I have often been told many times that I’m a sensitive person. That my feelings are easily hurt. That I carry my heart on my sleeve, as my mother used to say. I cannot recall being any other way. As hard as I may try, I never seem to change. I have naturally toughened up because of all my experiences, but my sensitivity never goes away completely. And I’m not so sure I want it to. After all, don’t we need a certain amount of sensitivity in order to be sensitive to others? I’m sure there’s a fine line there.
When someone wrongs me, it can take me a long time to recover. If a loved one has wronged me, I will always choose forgiveness for peace of mind and soul. When a stranger does anything unsavory, it’s a whole other ball game. When I realize I’ve been taken advantage of, I’m likely to become enraged.

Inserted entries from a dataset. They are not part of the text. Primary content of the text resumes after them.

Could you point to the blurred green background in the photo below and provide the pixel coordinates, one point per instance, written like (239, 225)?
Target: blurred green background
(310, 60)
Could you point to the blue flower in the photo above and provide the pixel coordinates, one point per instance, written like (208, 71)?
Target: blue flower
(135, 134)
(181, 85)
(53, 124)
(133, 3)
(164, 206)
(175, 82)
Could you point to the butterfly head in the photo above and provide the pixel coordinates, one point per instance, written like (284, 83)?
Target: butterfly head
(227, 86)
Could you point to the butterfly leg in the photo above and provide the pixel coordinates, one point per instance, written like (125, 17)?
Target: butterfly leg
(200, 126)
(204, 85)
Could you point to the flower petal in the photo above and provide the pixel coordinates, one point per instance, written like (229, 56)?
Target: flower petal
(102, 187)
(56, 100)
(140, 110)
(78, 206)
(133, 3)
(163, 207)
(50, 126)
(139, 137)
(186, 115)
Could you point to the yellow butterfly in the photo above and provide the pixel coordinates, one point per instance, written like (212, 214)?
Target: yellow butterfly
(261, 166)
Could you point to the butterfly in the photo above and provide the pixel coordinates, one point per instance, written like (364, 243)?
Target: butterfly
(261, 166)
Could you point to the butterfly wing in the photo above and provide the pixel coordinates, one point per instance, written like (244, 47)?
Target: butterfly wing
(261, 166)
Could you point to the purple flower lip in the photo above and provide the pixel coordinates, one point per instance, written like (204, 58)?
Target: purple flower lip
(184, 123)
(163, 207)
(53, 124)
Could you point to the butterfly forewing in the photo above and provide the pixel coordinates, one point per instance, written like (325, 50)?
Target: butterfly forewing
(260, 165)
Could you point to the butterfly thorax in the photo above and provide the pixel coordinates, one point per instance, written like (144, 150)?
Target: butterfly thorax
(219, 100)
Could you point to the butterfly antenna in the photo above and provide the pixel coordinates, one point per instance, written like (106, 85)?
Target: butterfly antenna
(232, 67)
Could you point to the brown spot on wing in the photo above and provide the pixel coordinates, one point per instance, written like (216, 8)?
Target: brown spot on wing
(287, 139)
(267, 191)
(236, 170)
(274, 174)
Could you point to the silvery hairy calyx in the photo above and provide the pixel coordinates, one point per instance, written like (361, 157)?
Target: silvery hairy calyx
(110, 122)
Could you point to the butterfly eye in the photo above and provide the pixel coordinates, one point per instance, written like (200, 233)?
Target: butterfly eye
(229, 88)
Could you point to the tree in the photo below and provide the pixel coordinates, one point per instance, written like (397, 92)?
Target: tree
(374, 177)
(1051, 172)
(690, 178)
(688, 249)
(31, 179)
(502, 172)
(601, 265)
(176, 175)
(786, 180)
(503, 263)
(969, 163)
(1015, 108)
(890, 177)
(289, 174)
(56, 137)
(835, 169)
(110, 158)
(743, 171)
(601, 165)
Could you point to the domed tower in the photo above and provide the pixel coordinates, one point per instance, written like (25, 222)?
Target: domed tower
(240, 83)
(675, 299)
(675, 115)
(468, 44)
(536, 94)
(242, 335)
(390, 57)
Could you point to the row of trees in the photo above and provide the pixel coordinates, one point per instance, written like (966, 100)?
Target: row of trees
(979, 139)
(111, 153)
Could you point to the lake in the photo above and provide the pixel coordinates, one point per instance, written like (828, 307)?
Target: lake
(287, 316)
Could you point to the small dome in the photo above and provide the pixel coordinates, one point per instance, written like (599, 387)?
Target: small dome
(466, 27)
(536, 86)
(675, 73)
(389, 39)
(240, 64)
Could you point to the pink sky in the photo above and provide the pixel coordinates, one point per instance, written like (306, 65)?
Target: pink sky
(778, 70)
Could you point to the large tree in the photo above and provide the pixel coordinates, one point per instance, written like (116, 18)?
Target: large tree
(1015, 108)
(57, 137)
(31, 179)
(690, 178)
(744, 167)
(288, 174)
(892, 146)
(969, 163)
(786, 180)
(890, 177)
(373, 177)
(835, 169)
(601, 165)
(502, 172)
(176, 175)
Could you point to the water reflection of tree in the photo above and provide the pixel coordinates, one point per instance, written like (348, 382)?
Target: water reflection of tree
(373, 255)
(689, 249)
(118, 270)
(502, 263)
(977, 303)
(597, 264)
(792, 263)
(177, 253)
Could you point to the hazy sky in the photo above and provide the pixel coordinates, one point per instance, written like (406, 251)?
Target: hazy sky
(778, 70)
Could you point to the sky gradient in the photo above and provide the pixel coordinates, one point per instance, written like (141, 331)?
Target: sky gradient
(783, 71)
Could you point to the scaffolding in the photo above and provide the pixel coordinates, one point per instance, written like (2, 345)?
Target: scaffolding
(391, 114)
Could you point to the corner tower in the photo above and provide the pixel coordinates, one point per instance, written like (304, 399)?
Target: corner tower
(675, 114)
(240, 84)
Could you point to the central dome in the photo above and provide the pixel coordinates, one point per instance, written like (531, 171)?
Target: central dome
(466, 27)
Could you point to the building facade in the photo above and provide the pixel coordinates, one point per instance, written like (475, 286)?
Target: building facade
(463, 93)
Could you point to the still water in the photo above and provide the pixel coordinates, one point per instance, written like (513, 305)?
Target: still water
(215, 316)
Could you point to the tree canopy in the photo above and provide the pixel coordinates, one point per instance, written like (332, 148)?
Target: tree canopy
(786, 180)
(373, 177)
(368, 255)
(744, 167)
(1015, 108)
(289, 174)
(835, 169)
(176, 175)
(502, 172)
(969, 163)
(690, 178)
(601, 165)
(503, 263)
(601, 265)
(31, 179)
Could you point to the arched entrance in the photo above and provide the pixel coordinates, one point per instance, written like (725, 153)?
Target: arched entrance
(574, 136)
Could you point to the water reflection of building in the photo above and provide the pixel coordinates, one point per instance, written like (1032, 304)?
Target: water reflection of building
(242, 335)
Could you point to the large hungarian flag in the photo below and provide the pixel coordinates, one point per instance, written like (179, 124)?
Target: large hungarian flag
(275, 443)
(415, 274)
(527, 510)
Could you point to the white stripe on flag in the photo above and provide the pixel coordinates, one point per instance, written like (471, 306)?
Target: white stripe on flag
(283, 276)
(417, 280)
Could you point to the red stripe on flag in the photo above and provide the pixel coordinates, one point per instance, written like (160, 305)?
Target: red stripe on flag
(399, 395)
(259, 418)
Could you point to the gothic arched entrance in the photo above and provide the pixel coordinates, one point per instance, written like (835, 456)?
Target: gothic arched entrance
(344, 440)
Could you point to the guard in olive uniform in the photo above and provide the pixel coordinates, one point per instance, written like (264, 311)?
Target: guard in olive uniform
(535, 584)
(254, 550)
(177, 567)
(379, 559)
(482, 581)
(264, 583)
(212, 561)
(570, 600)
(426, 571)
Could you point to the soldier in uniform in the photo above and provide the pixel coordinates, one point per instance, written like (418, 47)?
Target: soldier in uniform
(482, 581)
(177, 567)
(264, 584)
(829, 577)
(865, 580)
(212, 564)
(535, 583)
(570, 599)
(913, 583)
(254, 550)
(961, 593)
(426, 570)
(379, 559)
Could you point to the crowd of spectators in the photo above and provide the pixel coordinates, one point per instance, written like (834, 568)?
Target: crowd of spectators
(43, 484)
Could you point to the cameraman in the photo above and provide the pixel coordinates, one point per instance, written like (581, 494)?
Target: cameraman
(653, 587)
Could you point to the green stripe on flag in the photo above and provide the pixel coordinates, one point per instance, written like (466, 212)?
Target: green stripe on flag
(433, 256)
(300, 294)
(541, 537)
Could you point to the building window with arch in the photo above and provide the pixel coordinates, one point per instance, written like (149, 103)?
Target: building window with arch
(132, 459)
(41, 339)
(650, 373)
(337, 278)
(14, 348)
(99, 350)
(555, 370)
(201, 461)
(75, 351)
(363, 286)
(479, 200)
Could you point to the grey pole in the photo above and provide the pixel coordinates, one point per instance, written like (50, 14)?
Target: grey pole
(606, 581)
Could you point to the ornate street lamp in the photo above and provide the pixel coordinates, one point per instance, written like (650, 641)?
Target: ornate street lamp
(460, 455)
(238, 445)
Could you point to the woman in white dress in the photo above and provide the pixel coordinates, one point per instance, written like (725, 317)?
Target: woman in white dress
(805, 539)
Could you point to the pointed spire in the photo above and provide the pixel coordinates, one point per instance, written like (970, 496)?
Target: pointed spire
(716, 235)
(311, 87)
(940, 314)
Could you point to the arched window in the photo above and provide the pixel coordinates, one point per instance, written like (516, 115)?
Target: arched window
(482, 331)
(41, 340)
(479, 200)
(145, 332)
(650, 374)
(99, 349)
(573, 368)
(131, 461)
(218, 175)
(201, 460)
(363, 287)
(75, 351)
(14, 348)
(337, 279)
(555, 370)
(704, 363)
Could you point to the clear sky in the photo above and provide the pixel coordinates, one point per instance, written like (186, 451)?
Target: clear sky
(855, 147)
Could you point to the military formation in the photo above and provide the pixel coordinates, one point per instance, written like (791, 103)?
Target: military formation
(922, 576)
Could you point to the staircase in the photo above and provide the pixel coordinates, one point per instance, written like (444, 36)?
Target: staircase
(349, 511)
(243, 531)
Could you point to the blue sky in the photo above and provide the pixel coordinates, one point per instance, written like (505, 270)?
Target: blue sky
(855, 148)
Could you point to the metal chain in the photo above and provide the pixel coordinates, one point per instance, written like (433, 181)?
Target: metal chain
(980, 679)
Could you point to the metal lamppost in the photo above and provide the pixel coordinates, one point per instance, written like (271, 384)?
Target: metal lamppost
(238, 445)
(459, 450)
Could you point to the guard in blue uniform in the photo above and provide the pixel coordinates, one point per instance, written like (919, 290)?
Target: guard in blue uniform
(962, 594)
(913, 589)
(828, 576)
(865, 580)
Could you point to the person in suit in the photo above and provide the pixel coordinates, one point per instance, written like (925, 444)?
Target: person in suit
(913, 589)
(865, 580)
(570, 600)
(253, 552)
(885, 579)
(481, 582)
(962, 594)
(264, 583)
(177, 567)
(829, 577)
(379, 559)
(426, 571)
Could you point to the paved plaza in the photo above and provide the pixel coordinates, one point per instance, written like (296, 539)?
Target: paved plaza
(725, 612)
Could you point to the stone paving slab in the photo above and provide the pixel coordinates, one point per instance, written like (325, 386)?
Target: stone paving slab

Recently, I went to the little post office here in my small town. As a matter of convenience, I frequently choose to purchase a $1.25 money order from them to pay a bill. I needed a $300 money order on this particular day. I had $100 in cash, and I planned on paying the remaining $200 with my Paypal debit card. I gave the attendant my request, and she printed my money order. I swiped my card and entered my pin. Only once.
I quickly filled out the money order and promptly sealed it inside the addressed and stamped envelope. Then placed it in the mailbox. All was done, and I checked another errand off my to-do list.
I got home a few minutes later, and as I usually do, I checked my Paypal account to see my balance. To my surprise, I see they charged me an additional $200 from the post office. It wasn’t added to the one and only payment for which I had swiped my card and entered my pin; it was an entirely different transaction, all on its own! How could that have happened? I only swiped my card one time and entered my pin number one time! I was quickly becoming angry, but calmed myself down, grabbed my keys, and went immediately back to the post office.
I stayed calm, went inside, and the same young lady was still there. I showed her my phone and say “You charged me $200 twice! My account is now in over-draft!” With a strange look on her face, she mumbled something that I could not understand and rushed to the back of the post office. A few minutes later, an older man appeared. He told me that he can do nothing on his end to return my money, that he will have to call Nashville to figure it out. This made absolutely NO sense to me. So, I waited while he returned to his office.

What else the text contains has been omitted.